Somehow, I have this vision of Dale Peck removing his belt and putting another notch on it every time he discovers he's been mentioned in another journalistic treatment describing his essentially snarky ways. I'm beginning to loathe this word, snark. In the beginning, by which I mean last year, when Heidi Julavits made the word popular in her Believer magazine manifesto [a word that is completely inappropriate here, yet nevertheless the noun that has been applied to the journalistic treatment that got the ball rolling on the whole snark brouhaha, presumably because her own book got a bad review], snark was perceived to be the antithesis of puff, the latter being the type of nonsense found on dust jackets and back covers, something akin to: "a compulsively gripping page-turner... you won't want it to end!" As an endlessly naive individual, my first reaction is to believe this tripe when I read it.
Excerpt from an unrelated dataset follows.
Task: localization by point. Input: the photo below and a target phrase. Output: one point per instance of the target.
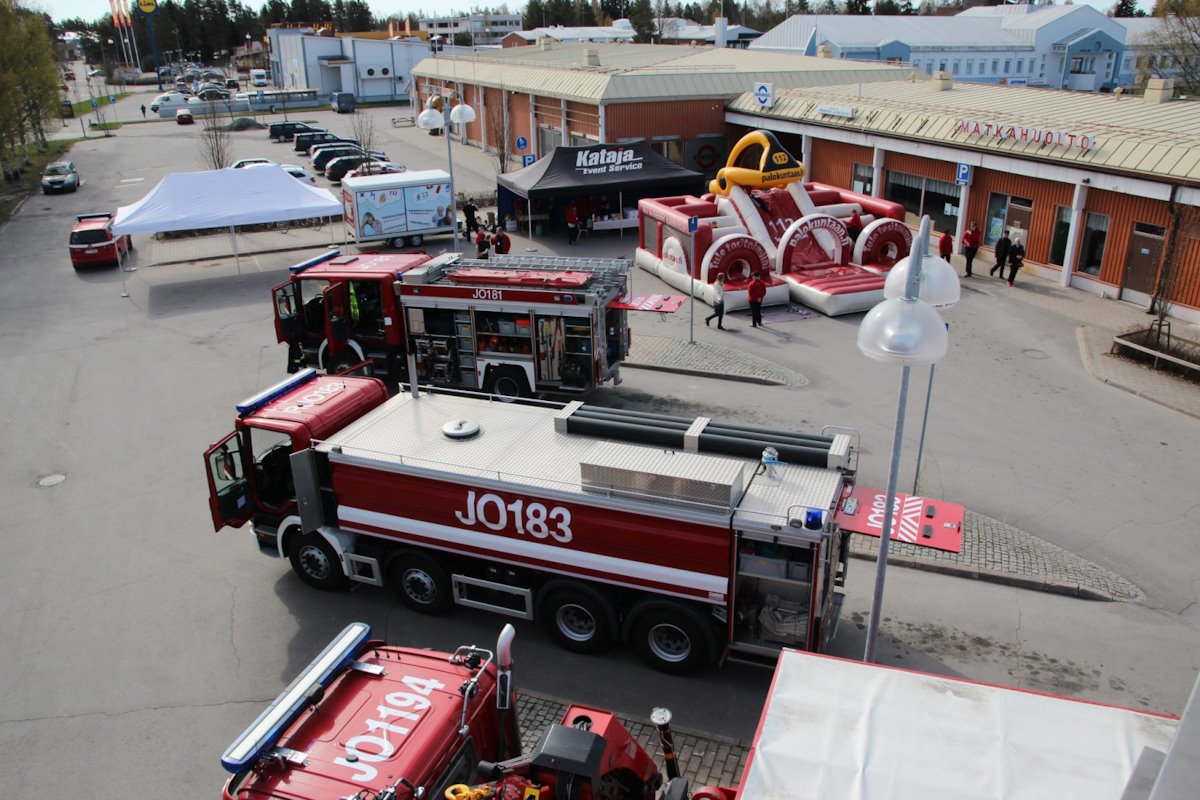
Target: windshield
(93, 236)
Hence, a trip to the cash register, dropping at least twenty dollars in the process. I'm a prime example of how the book publisher's marketing strategy is supposed to work. Bottom line is this: puff is plentiful, people tend to believe it, and it sells books. So why lament its demise when it fluorishes, indeed, when it thrives?

[Note to self: determine whether there is a difference between puff and polite literary criticism]

It's a shame that snark has come to represent any brand of literary criticism that is less than glowing. Really, did we need another word to replace the more meaningful and descriptive word, criticism?